Re: Tablespaces
От | pgsql@mohawksoft.com |
---|---|
Тема | Re: Tablespaces |
Дата | |
Msg-id | 16928.24.91.171.78.1086971309.squirrel@mail.mohawksoft.com обсуждение исходный текст |
Ответ на | Re: Tablespaces (Andrew Sullivan <ajs@crankycanuck.ca>) |
Список | pgsql-hackers |
> I don't think we want features for their own sake, though, and I'm > not convinced that raw filesystems are actually useful. Course, it's > not my itch, and PostgreSQL _is_ free software. > I agree that raw file systems are seldom useful with one caveat, more advanced file systems are sometimes detrimental to database access. Conceptually, a file system and a database are redundant, both are doing their best to preserve data integrity. This is especially true with journalling file systems. Not to mention technologies like reiserfs which attempts to do sub-block allocation.

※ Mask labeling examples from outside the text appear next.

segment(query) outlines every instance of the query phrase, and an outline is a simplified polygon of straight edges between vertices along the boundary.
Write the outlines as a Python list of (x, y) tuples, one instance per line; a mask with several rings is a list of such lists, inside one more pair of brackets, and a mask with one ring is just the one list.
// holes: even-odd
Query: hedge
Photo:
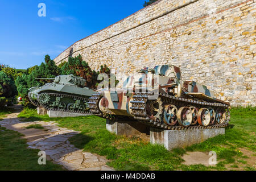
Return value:
[(6, 98), (5, 97), (0, 97), (0, 108), (3, 107), (6, 104)]

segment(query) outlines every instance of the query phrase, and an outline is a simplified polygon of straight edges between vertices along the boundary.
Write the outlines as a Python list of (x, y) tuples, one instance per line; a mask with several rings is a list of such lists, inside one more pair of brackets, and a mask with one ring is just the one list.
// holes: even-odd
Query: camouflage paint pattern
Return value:
[(183, 95), (197, 93), (196, 97), (199, 95), (200, 98), (221, 101), (214, 98), (213, 92), (210, 91), (206, 86), (193, 81), (182, 81), (180, 69), (175, 66), (159, 65), (154, 69), (145, 68), (140, 72), (142, 73), (129, 76), (114, 92), (108, 89), (99, 90), (104, 95), (99, 104), (102, 111), (106, 114), (131, 116), (129, 101), (135, 91), (143, 89), (146, 90), (146, 88), (150, 91), (155, 89), (154, 86), (157, 86), (159, 92), (167, 93), (170, 90), (176, 90), (174, 94), (177, 96), (180, 86)]

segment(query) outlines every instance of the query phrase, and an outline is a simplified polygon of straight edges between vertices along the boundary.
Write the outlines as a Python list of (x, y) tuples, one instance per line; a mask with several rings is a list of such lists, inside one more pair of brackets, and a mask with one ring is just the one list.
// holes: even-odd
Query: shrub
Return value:
[(6, 98), (5, 97), (0, 97), (0, 109), (5, 106), (6, 104)]

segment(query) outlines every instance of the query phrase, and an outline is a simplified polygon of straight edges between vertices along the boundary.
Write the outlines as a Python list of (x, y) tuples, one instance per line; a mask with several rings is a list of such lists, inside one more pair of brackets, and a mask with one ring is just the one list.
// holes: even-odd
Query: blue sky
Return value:
[[(0, 63), (27, 69), (142, 9), (145, 0), (0, 0)], [(46, 5), (39, 17), (38, 5)]]

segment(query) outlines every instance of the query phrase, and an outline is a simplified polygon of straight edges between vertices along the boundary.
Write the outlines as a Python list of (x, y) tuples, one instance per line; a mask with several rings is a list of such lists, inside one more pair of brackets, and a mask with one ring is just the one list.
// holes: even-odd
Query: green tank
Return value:
[(69, 75), (55, 78), (35, 79), (53, 80), (42, 86), (29, 89), (28, 98), (35, 106), (48, 110), (89, 113), (88, 100), (95, 92), (85, 87), (86, 80), (83, 78)]

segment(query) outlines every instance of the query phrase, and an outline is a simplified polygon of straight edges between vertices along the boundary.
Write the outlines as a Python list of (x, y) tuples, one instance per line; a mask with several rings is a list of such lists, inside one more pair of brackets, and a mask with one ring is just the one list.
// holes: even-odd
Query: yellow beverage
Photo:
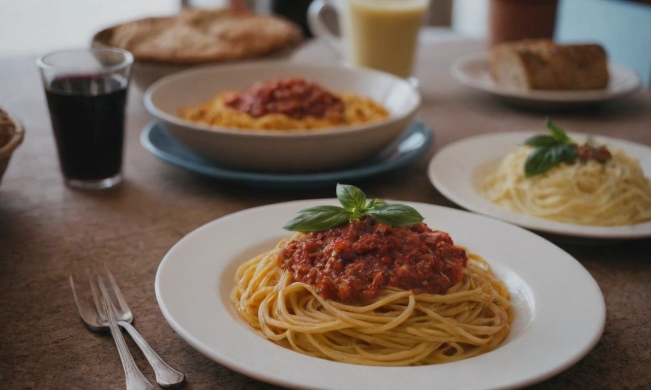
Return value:
[(344, 0), (341, 27), (353, 65), (411, 75), (428, 0)]

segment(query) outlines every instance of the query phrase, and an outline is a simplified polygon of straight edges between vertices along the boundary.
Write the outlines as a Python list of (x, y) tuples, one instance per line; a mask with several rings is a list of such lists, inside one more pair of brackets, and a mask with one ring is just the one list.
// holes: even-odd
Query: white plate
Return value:
[[(526, 131), (497, 133), (467, 138), (447, 145), (432, 159), (430, 181), (446, 198), (471, 211), (490, 215), (528, 229), (563, 235), (592, 239), (641, 239), (651, 237), (651, 222), (627, 226), (587, 226), (530, 216), (503, 209), (477, 191), (481, 179), (499, 161), (521, 146), (525, 139), (540, 133)], [(586, 134), (570, 133), (575, 139)], [(608, 136), (598, 136), (599, 142), (619, 148), (638, 159), (643, 170), (651, 174), (651, 148)]]
[(477, 53), (457, 59), (451, 67), (452, 75), (459, 83), (490, 94), (508, 103), (537, 108), (567, 107), (604, 101), (632, 94), (642, 84), (635, 70), (610, 63), (610, 81), (602, 90), (547, 91), (513, 90), (497, 85), (490, 75), (488, 57)]
[(465, 211), (404, 202), (431, 227), (483, 256), (512, 294), (510, 333), (495, 350), (454, 363), (361, 366), (300, 354), (263, 339), (229, 302), (237, 266), (290, 235), (281, 228), (299, 210), (336, 200), (249, 209), (195, 230), (165, 255), (156, 279), (165, 318), (198, 351), (236, 371), (297, 388), (513, 389), (542, 381), (579, 361), (605, 320), (599, 286), (581, 264), (523, 229)]

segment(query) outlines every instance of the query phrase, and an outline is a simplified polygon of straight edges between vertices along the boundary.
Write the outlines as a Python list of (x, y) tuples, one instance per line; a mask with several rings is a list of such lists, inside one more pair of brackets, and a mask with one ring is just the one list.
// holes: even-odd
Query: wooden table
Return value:
[[(351, 183), (370, 196), (455, 207), (426, 176), (436, 151), (472, 135), (540, 129), (547, 114), (504, 106), (460, 86), (450, 76), (451, 62), (481, 45), (438, 41), (428, 40), (423, 46), (417, 70), (424, 98), (420, 116), (434, 129), (435, 144), (408, 166)], [(311, 44), (294, 60), (335, 59), (327, 48)], [(105, 192), (67, 188), (33, 61), (0, 62), (0, 105), (27, 129), (25, 142), (0, 186), (0, 387), (124, 386), (113, 341), (84, 327), (68, 282), (71, 273), (83, 277), (87, 268), (105, 261), (132, 305), (141, 332), (161, 356), (186, 372), (186, 389), (275, 388), (214, 363), (178, 337), (156, 304), (154, 275), (177, 240), (211, 220), (260, 205), (332, 197), (334, 188), (260, 190), (161, 162), (139, 144), (140, 131), (150, 119), (135, 89), (128, 110), (126, 183)], [(553, 118), (570, 131), (651, 144), (651, 96), (646, 90), (609, 104), (554, 113)], [(585, 358), (533, 388), (651, 388), (651, 240), (559, 245), (599, 283), (607, 321), (601, 341)], [(142, 354), (132, 350), (153, 381)]]

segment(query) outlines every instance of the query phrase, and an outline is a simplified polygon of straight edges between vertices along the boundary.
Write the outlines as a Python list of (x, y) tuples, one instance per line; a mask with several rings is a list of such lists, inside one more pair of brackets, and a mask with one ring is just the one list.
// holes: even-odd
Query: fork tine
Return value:
[(90, 322), (90, 318), (88, 318), (86, 317), (85, 315), (86, 311), (84, 310), (84, 309), (81, 307), (81, 304), (79, 303), (79, 299), (77, 296), (77, 289), (75, 288), (75, 281), (72, 278), (72, 275), (70, 276), (69, 280), (70, 281), (70, 288), (72, 289), (72, 296), (74, 297), (75, 304), (77, 305), (77, 311), (79, 312), (79, 316), (81, 317), (81, 319), (83, 320), (83, 321), (87, 324)]
[(95, 302), (95, 307), (97, 309), (97, 315), (102, 319), (102, 321), (106, 321), (108, 318), (107, 317), (107, 313), (104, 311), (104, 306), (102, 304), (102, 301), (100, 300), (100, 291), (97, 286), (97, 282), (93, 280), (93, 278), (90, 277), (90, 272), (88, 272), (88, 281), (90, 283), (90, 290), (92, 291), (92, 300)]
[[(120, 309), (122, 311), (122, 315), (124, 317), (132, 317), (133, 314), (131, 312), (131, 307), (126, 303), (126, 300), (124, 299), (124, 296), (122, 294), (122, 291), (120, 291), (120, 287), (118, 286), (118, 283), (115, 281), (115, 278), (113, 277), (113, 274), (111, 272), (111, 270), (109, 269), (109, 266), (106, 263), (104, 263), (104, 270), (106, 271), (106, 274), (109, 277), (109, 280), (111, 281), (111, 286), (113, 289), (113, 291), (115, 292), (115, 297), (118, 300), (118, 303), (120, 304)], [(114, 309), (115, 309), (115, 305), (113, 305)], [(116, 315), (120, 316), (119, 314), (116, 313)]]

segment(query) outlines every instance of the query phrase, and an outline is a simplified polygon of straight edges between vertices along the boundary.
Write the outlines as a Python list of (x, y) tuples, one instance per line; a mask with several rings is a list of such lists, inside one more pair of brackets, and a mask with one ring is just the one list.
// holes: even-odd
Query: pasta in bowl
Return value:
[[(337, 185), (344, 207), (303, 210), (299, 232), (241, 265), (230, 300), (264, 337), (364, 365), (442, 363), (495, 348), (510, 294), (479, 255), (414, 209)], [(339, 214), (337, 214), (339, 213)]]
[(547, 121), (551, 135), (534, 136), (506, 155), (480, 192), (512, 211), (597, 226), (651, 220), (651, 181), (623, 151), (588, 139), (577, 144)]
[[(233, 91), (279, 80), (320, 86), (341, 99), (344, 113), (352, 109), (353, 114), (336, 123), (331, 118), (279, 117), (279, 112), (256, 118), (226, 107)], [(322, 90), (314, 92), (323, 95)], [(249, 98), (258, 101), (256, 96)], [(180, 72), (152, 85), (144, 102), (177, 140), (208, 160), (247, 170), (314, 172), (350, 166), (381, 150), (411, 120), (421, 97), (408, 82), (383, 72), (283, 63)], [(355, 118), (360, 107), (365, 113)]]

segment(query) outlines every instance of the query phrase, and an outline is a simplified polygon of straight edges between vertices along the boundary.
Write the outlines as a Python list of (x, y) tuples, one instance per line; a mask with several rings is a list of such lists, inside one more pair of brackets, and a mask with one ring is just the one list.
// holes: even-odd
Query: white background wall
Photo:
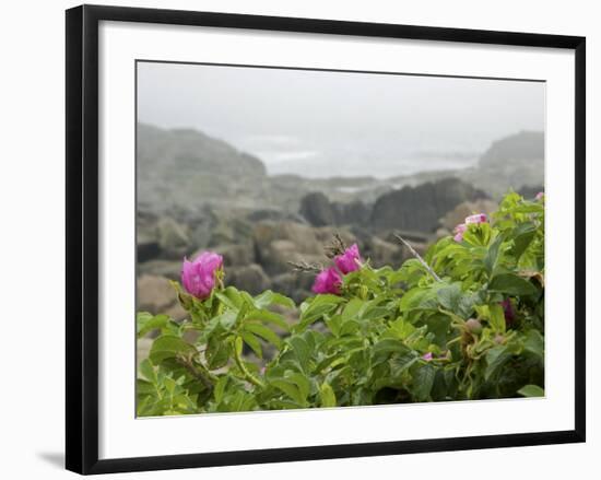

What I think would go a long way to improving database performance on non-raw partitions would be a simplified file system -- SFS anyone? The simplified file system would not track access time. It would not overly try to manage disk space. The target applications are going to allocate disk space on a block level, rather than quibble about 4K here or 8K here, have a user defined standard allocation unit of 64K, 128K, or so on. Reduction on allocation overhead also reduces meta-data updating I/O. I can almost imagine 32BIT FAT with large clusers, only with real inodes. The idea would be that a database, like PostgreSQL, would be managing the data not the file system. The file systems job would only to be the most minimalist interface to the OS. The benefts would be awesome, near-raw partition access and standard OS tools for maintainence.